Today’s environment isn’t unprecedented or more fraught with risk than previous periods. Throughout history, there’s always a reason to sell…
Source: Ritholtz Wealth Management
Err on the side of optimism. A wise person once said, “Pessimists sound smart. Optimists make money.”
NOT Mixing Investing & Politics
The party you favor is in power? Everything is great!
The party you favor is out of power? We are doomed!
In a story as old as time…it doesn’t matter.
Source: Creative Planning
The above chart shows S&P 500 returns for every sitting President since 1929. The market tends to move higher regardless of which party/President is in power. If the market goes down, it’s usually something beyond a politician’s control (Great Depression, Great Financial Crisis).
Err on the side of checking your political biases at the door. History has not been kind to those that mix emotional political takes and investment decisions (quite the opposite).
Embracing Uncertainty
I don’t know what happens in the next week, month, or year. No one does. I will say that the biggest risk or the next market calamity will be something no one is talking about today.
True risk is what’s leftover after you’ve thought of everything.

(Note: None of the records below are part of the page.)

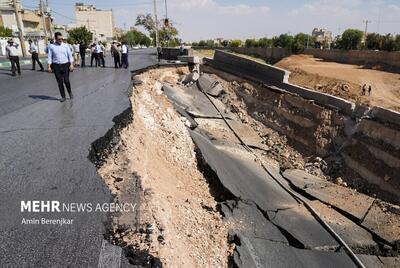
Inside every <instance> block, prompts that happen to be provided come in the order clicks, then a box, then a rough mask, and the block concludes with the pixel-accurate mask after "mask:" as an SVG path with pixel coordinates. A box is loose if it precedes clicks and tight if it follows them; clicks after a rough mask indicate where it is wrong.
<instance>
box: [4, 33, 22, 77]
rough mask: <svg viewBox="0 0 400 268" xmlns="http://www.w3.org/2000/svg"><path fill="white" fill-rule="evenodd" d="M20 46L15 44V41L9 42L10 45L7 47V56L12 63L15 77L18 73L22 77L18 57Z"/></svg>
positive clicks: (10, 39) (8, 42) (12, 65)
mask: <svg viewBox="0 0 400 268" xmlns="http://www.w3.org/2000/svg"><path fill="white" fill-rule="evenodd" d="M17 48H18V45H17V44H14V40H12V39H10V40H8V45H7V46H6V55H7V58H8V59H9V60H10V62H11V72H12V76H15V75H16V74H15V73H16V72H17V71H18V75H21V67H20V66H19V57H18V49H17Z"/></svg>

Stop playing the market oracle, seeking out predictions, and craving certainty. The only certainty in investing is uncertainty.
If you’re worried about an ugly market, one would do well to acknowledge we will all experience pain in the inevitable market selloff. We should turn our focus to mitigating damage…
- Pay down debt
- Reduce expenses
- Build a cash position to fund the next 6-12 months of expenses
- Rebalance your portfolio
- Manage position sizing
- Stress test your portfolio to see how it would hold up if the market sold off by 20% or 30%
Err on the side of embracing uncertainty. If you’re worried about an ugly market environment, preparing beats predicting.
If you’re feeling down in the dumps due to the endless stream of negative headlines, err on the side of doing nothing, clicking fewer buttons on the internet (turn off the TV), checking politics at the door, being optimistic, and embracing uncertainty.